If what we've experienced in this pandemic forces us to commit some things to (virtual!) paper that we didn't in the past, terrific. This is a very good thing. Organizations of every size and scale should foster equal access to resources and learning across their team.

Offices as hubs for collaboration

Pew research found that 87% of employees say the office is important for collaborating with team members and building relationships. We could not agree more.

We see our offices in the future as being hubs for collaboration. Our physical spaces are most valuable when people are intentional about how they're going to use their time there for collaboration. That means when you're there, you've ensured that the teams you work with will be there too. You'll use the time not to sit alone at a desk, but rather to really connect, and to collaborate, share and learn from each other. We're exploring how we can enable all of this through space planning and furniture design, and what we provide in the offices.

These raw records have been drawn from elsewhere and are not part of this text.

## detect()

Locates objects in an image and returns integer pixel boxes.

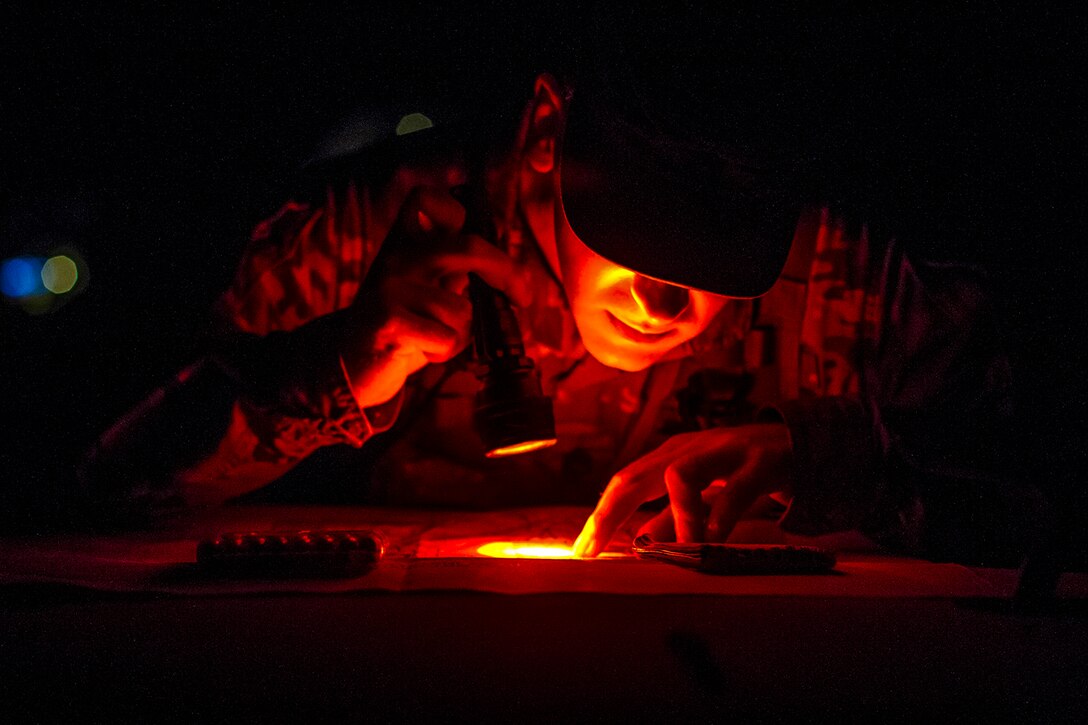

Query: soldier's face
[555,194,728,370]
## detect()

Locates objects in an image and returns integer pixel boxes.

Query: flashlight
[458,184,556,458]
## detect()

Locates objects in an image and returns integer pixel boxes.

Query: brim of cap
[560,96,801,297]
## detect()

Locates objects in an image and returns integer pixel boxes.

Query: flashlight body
[459,180,555,456]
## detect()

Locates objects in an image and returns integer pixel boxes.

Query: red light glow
[477,541,574,558]
[487,438,556,458]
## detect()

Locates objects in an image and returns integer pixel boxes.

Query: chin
[582,340,662,372]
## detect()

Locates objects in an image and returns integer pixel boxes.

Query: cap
[559,19,803,297]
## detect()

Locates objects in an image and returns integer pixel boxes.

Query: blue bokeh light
[0,257,46,298]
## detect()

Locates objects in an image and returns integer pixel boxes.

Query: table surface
[0,507,1088,722]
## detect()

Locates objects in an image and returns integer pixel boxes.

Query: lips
[605,310,677,344]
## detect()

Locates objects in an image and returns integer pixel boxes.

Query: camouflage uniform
[87,160,1027,553]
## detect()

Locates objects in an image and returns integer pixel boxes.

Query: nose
[631,274,691,323]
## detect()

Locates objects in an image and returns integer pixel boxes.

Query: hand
[341,188,531,408]
[574,423,793,556]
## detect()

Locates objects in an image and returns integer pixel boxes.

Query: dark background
[0,2,1086,530]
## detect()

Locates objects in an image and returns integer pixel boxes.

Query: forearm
[82,306,400,517]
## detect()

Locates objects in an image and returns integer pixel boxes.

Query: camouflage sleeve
[81,183,400,516]
[774,239,1039,562]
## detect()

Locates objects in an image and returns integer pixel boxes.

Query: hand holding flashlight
[341,188,531,408]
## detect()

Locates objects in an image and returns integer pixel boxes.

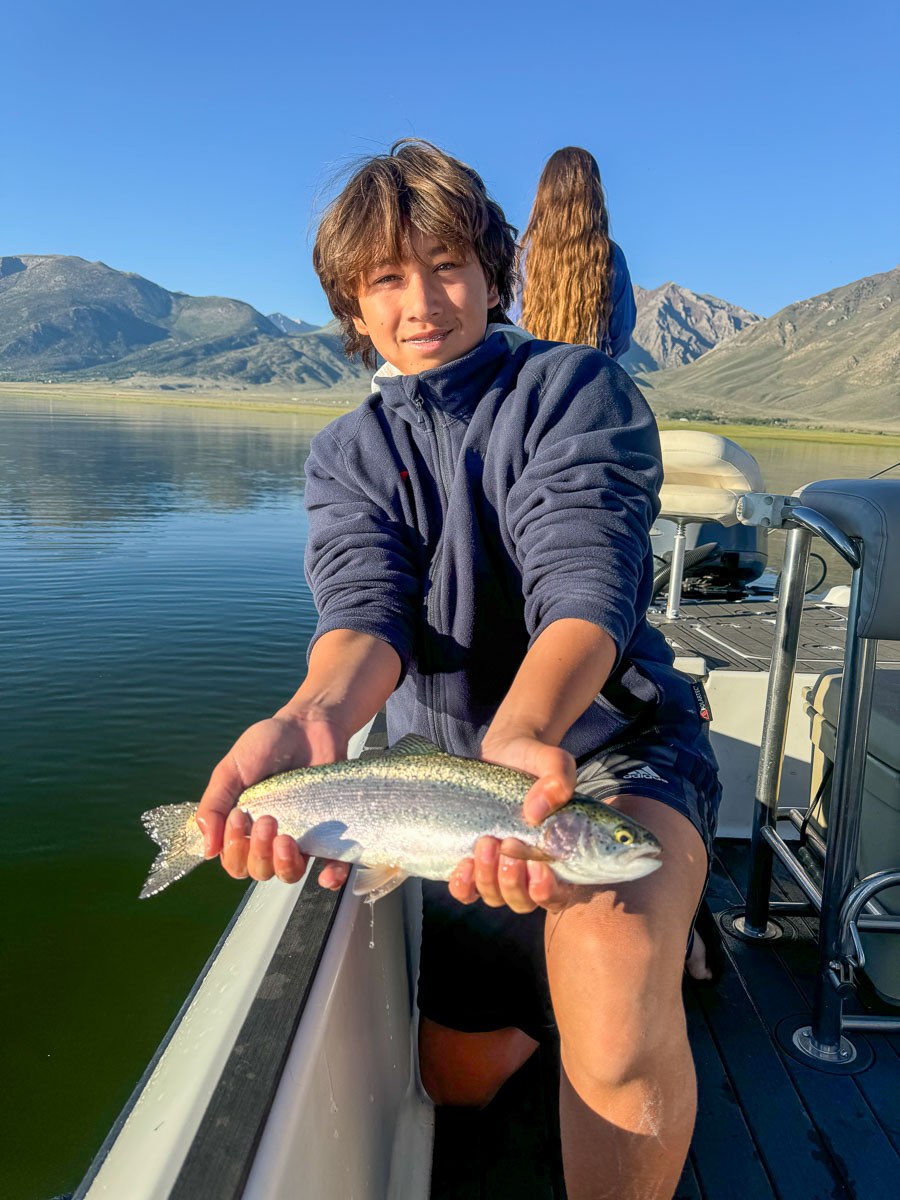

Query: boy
[199,142,718,1200]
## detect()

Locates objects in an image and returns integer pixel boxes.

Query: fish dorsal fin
[353,866,409,904]
[388,733,446,756]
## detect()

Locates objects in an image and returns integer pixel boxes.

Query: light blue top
[509,241,637,359]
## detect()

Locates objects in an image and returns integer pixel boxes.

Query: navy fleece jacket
[306,326,689,757]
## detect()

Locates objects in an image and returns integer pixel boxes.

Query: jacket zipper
[413,391,452,746]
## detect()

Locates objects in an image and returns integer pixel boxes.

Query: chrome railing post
[736,526,811,940]
[804,546,878,1062]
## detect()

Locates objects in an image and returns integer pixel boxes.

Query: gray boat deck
[431,841,900,1200]
[648,598,900,674]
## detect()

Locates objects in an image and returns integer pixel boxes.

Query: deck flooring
[648,598,900,674]
[431,840,900,1200]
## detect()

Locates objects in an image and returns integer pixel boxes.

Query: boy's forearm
[281,629,401,737]
[485,618,617,745]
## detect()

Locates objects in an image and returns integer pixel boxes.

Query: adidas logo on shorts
[623,766,668,784]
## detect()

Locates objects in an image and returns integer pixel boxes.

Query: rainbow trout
[140,734,660,901]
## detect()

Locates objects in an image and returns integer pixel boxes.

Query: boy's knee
[551,922,686,1094]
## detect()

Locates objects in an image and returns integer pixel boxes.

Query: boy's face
[353,229,499,374]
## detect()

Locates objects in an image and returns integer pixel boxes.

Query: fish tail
[140,804,205,900]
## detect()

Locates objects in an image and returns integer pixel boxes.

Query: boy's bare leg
[419,1016,538,1109]
[545,796,707,1200]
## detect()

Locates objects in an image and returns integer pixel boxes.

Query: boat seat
[659,430,763,524]
[659,430,763,620]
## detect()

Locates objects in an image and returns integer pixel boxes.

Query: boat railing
[732,480,900,1072]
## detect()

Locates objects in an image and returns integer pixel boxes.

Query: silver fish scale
[239,755,541,880]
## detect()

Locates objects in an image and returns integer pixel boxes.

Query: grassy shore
[0,383,366,416]
[659,420,900,446]
[0,383,900,446]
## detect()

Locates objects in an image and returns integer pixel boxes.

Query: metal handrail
[785,504,863,571]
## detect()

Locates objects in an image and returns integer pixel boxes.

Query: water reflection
[0,398,336,1200]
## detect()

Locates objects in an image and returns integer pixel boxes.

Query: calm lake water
[0,397,900,1200]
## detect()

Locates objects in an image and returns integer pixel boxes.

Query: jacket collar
[372,325,532,420]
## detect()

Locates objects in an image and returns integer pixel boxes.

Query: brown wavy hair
[521,146,613,346]
[312,138,516,367]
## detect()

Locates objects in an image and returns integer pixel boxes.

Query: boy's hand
[450,734,575,912]
[197,710,349,889]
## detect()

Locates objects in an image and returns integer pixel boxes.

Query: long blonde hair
[521,146,612,346]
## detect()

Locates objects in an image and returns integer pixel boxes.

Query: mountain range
[0,254,900,428]
[0,254,370,395]
[636,266,900,431]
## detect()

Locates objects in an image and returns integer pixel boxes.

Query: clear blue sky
[0,0,900,323]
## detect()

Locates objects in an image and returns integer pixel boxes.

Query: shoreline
[0,380,365,416]
[656,418,900,446]
[0,380,900,446]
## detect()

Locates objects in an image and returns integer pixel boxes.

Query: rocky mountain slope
[619,283,760,374]
[0,254,368,391]
[637,268,900,430]
[268,312,322,334]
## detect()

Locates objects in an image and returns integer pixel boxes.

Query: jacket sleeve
[606,242,637,359]
[305,428,421,678]
[506,347,662,659]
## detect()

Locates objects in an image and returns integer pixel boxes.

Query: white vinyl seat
[659,430,764,619]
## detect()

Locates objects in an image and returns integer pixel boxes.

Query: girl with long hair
[511,146,637,359]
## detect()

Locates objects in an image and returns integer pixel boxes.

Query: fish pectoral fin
[353,866,409,904]
[385,733,446,755]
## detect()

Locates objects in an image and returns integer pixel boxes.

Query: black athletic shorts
[419,690,721,1042]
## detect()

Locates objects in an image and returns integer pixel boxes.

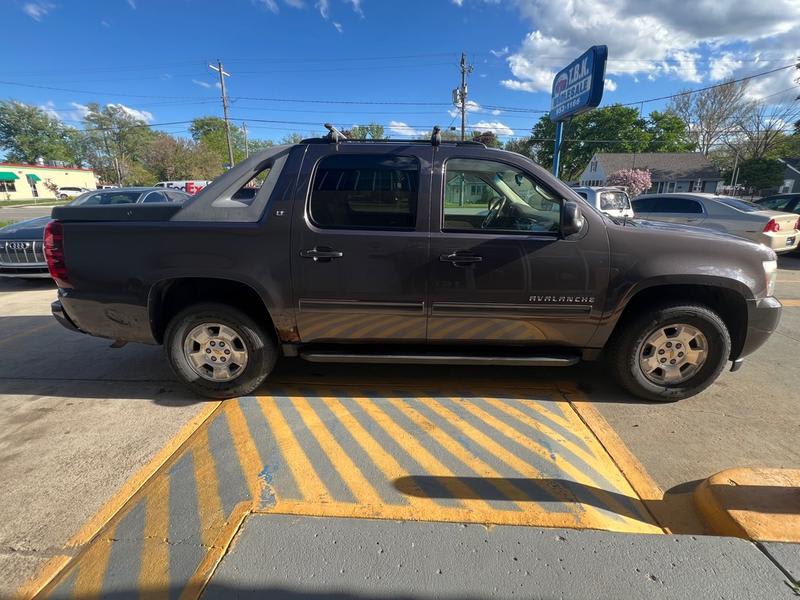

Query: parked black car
[45,138,781,401]
[0,187,190,278]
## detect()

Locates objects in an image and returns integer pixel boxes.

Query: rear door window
[308,155,420,229]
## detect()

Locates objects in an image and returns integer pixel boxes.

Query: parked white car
[633,193,800,252]
[572,187,633,219]
[56,186,92,200]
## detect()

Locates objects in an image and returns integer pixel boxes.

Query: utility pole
[453,52,474,142]
[208,59,233,168]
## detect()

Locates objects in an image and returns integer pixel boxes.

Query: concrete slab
[202,515,796,600]
[759,542,800,583]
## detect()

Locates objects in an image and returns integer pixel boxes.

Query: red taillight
[44,221,72,288]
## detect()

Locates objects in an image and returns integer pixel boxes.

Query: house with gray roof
[580,152,722,194]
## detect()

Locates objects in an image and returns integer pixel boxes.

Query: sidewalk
[202,515,800,600]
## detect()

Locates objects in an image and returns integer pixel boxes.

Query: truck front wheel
[610,304,731,402]
[164,303,278,398]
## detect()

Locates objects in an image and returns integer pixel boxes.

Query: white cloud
[347,0,364,17]
[708,52,743,81]
[258,0,280,14]
[472,121,514,135]
[389,121,428,137]
[22,2,56,21]
[106,103,153,123]
[501,0,800,92]
[447,100,481,117]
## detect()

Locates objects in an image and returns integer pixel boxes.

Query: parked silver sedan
[633,193,800,252]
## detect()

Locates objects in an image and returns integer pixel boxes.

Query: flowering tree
[606,169,653,197]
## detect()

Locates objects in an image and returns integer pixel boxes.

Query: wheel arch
[609,278,752,357]
[147,277,280,344]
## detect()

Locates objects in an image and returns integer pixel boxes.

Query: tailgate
[51,203,185,221]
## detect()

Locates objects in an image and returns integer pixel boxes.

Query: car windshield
[598,191,631,210]
[715,196,764,212]
[70,190,142,206]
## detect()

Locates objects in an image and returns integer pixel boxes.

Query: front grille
[0,240,47,267]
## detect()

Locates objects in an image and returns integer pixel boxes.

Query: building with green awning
[0,163,97,200]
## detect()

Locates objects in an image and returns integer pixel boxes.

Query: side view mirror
[561,200,585,237]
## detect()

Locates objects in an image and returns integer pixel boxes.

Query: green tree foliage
[83,103,157,185]
[0,100,75,164]
[142,134,223,181]
[647,110,696,152]
[348,123,386,140]
[515,104,694,180]
[739,158,784,191]
[189,117,245,164]
[472,131,503,148]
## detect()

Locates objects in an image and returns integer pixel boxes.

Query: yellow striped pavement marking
[139,477,170,600]
[25,381,661,600]
[390,398,543,510]
[258,396,333,504]
[291,396,383,506]
[192,429,225,546]
[73,527,115,600]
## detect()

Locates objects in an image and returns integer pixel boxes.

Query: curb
[694,468,800,543]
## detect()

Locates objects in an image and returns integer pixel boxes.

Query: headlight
[761,260,778,296]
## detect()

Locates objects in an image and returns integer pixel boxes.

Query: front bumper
[50,300,83,333]
[734,296,783,358]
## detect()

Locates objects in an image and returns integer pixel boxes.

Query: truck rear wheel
[164,303,278,398]
[610,303,731,402]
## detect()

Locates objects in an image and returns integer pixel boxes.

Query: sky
[6,0,800,140]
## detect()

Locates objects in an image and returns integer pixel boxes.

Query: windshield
[69,190,142,206]
[714,196,764,212]
[598,191,631,210]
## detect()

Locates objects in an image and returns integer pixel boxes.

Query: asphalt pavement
[0,255,800,598]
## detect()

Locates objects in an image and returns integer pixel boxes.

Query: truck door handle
[439,251,483,267]
[300,246,344,262]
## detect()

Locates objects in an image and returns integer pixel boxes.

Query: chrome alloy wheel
[183,323,247,381]
[639,323,708,385]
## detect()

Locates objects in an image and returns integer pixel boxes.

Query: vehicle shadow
[392,475,711,535]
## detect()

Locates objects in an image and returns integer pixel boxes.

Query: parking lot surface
[0,257,800,597]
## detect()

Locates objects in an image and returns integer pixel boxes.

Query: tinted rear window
[309,155,419,229]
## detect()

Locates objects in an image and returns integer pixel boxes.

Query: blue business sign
[550,46,608,121]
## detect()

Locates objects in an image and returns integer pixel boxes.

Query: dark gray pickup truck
[45,136,781,401]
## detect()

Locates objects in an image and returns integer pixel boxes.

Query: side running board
[300,351,580,367]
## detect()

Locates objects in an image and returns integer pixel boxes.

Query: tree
[83,103,157,185]
[668,81,750,156]
[504,138,533,158]
[731,102,800,159]
[647,110,696,152]
[739,158,784,191]
[0,100,75,164]
[472,131,503,148]
[189,117,245,164]
[606,169,653,197]
[531,104,651,180]
[142,133,224,181]
[348,123,385,140]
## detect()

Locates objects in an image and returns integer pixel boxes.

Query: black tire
[609,303,731,402]
[164,303,278,399]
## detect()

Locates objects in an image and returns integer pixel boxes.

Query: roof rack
[300,123,486,148]
[300,137,486,148]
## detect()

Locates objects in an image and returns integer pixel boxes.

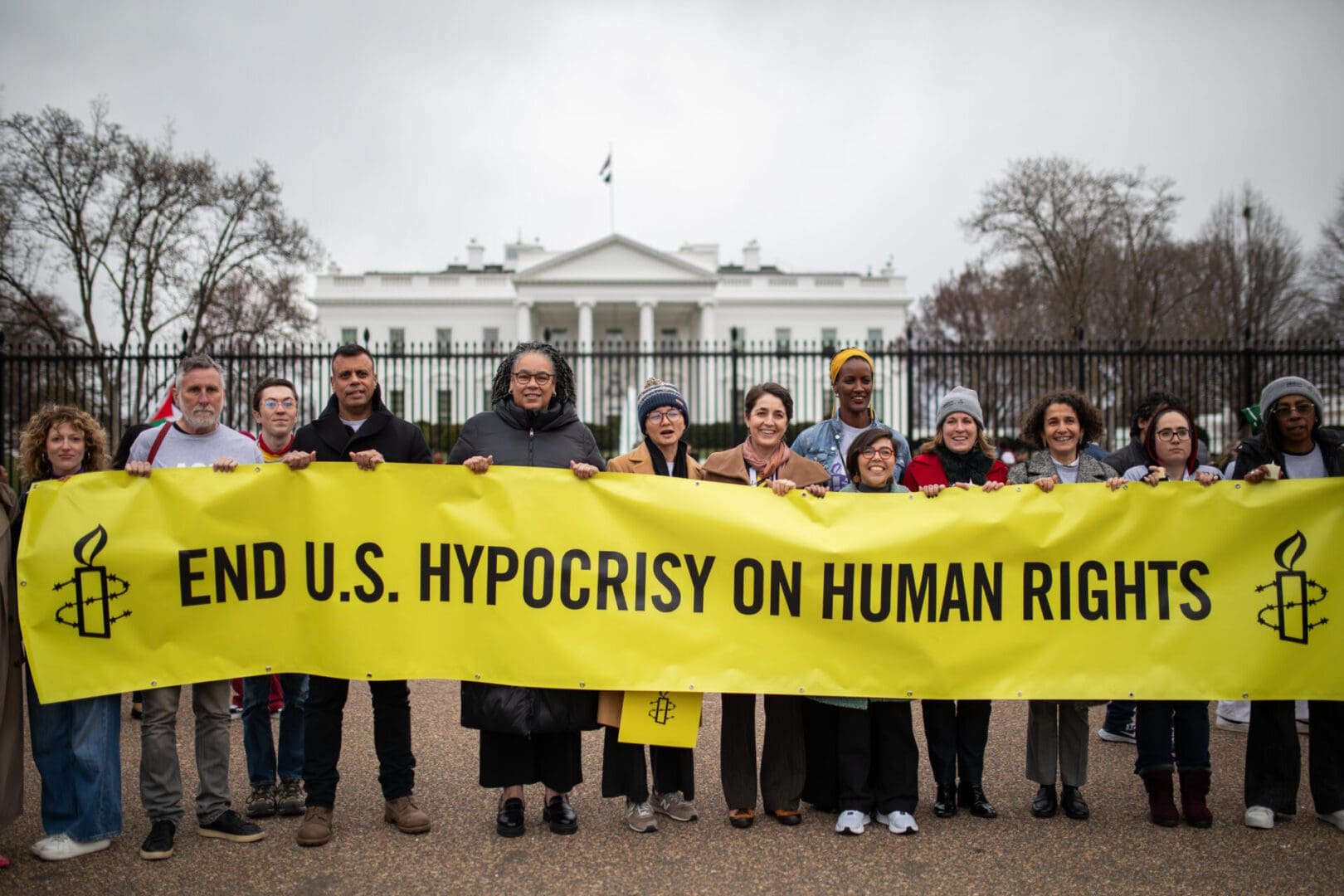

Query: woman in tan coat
[704,382,830,827]
[600,379,704,835]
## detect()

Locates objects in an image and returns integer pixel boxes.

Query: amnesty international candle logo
[52,525,130,638]
[649,690,676,725]
[1255,531,1329,644]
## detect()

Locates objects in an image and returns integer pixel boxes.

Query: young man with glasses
[243,376,316,818]
[1233,376,1344,830]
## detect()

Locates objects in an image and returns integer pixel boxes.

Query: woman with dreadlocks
[447,343,605,837]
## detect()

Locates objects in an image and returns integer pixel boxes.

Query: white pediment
[514,234,718,285]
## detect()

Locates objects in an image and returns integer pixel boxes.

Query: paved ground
[0,681,1344,896]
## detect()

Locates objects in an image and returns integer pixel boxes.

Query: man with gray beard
[126,354,265,859]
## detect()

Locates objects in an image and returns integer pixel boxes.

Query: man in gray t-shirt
[126,354,265,859]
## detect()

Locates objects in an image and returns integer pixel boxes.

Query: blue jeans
[1134,700,1210,775]
[28,677,121,842]
[243,672,308,787]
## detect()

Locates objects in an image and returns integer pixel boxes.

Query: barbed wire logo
[649,690,676,725]
[1255,531,1329,645]
[51,523,130,638]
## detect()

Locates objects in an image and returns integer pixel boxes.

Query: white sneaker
[836,809,872,835]
[878,809,919,835]
[1244,806,1274,830]
[32,835,111,863]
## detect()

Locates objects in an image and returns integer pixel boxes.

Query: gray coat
[1008,450,1119,485]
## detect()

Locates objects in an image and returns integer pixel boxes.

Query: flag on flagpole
[149,382,182,426]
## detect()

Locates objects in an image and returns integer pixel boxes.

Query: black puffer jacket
[447,399,606,735]
[295,386,433,464]
[1233,427,1344,480]
[447,399,606,470]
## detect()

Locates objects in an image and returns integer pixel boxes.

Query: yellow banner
[19,464,1344,700]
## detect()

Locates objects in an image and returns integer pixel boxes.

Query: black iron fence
[0,340,1344,484]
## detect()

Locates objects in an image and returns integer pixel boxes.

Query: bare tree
[0,102,321,434]
[1199,184,1312,343]
[962,157,1180,336]
[1309,183,1344,336]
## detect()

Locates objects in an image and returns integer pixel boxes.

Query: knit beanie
[1261,376,1325,421]
[938,386,985,432]
[639,376,691,426]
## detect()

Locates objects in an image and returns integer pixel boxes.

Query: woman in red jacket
[900,386,1008,818]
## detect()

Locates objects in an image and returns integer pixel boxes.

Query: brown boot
[383,794,429,835]
[1180,768,1214,827]
[295,806,332,846]
[1142,768,1180,827]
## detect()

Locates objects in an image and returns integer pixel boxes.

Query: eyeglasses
[1272,402,1316,418]
[514,371,555,386]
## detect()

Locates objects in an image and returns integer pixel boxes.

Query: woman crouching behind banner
[13,406,121,861]
[813,427,919,835]
[704,382,830,827]
[447,343,603,837]
[900,386,1008,818]
[1008,390,1125,821]
[602,379,704,835]
[1125,404,1220,827]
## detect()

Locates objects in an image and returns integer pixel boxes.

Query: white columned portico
[514,298,533,343]
[635,295,659,387]
[574,295,597,423]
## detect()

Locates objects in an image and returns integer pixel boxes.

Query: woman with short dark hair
[704,382,830,827]
[447,343,605,837]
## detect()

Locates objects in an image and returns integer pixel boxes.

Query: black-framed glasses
[514,371,555,386]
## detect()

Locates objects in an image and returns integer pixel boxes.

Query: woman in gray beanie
[900,386,1008,818]
[1233,376,1344,830]
[598,377,704,835]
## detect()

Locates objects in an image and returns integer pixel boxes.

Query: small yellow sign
[620,690,703,747]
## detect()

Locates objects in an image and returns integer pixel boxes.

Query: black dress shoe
[1031,785,1059,818]
[933,785,957,818]
[957,785,999,818]
[542,794,579,835]
[1059,785,1091,821]
[494,796,524,837]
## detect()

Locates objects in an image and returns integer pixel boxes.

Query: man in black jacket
[293,345,430,846]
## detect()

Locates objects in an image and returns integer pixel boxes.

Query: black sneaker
[139,818,178,861]
[196,809,266,855]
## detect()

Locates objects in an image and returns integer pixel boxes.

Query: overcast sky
[0,0,1344,295]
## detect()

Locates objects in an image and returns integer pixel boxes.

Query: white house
[310,234,911,421]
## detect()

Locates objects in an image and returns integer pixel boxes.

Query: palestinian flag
[149,384,182,426]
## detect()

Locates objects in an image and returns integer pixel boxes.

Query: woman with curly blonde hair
[13,404,121,861]
[19,404,108,482]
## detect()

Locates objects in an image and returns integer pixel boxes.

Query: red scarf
[742,438,791,482]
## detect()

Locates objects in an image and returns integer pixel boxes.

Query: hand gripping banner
[19,464,1344,701]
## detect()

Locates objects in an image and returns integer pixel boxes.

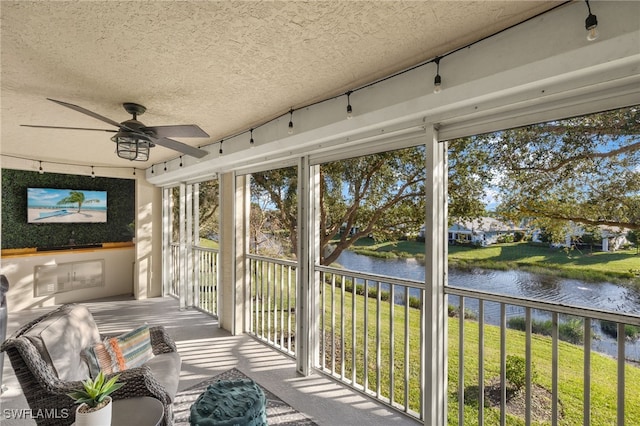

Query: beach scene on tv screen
[27,188,107,223]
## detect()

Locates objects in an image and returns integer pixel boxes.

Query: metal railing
[169,243,219,316]
[193,247,219,316]
[445,287,640,426]
[315,266,425,418]
[247,254,298,356]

It's a shift from the office being a place for everything and being very clear that the office is a place where you should find yourself collaborating. If you're going to come to sit and work silently in front of your screen, that's ok too, but it's not making the most of the office space.

Conclusion

All of these pillars interconnect: In a survey of more than 19,000 readers, the Harvard Business Review found that "as the level of diversity and inclusion reported by respondents increased, so too did the organizational emphasis on learning." We as individuals and as organizations have learned so much during this pandemic.

None of us can predict the future, but we know there's no going back. Where we work, how we work and when we work — these are evolving constructs that are shaping how we collaborate and that are shaping us as individuals and teams in turn. We'll all keep learning and being agile and inclusive as we go forward and face the future together.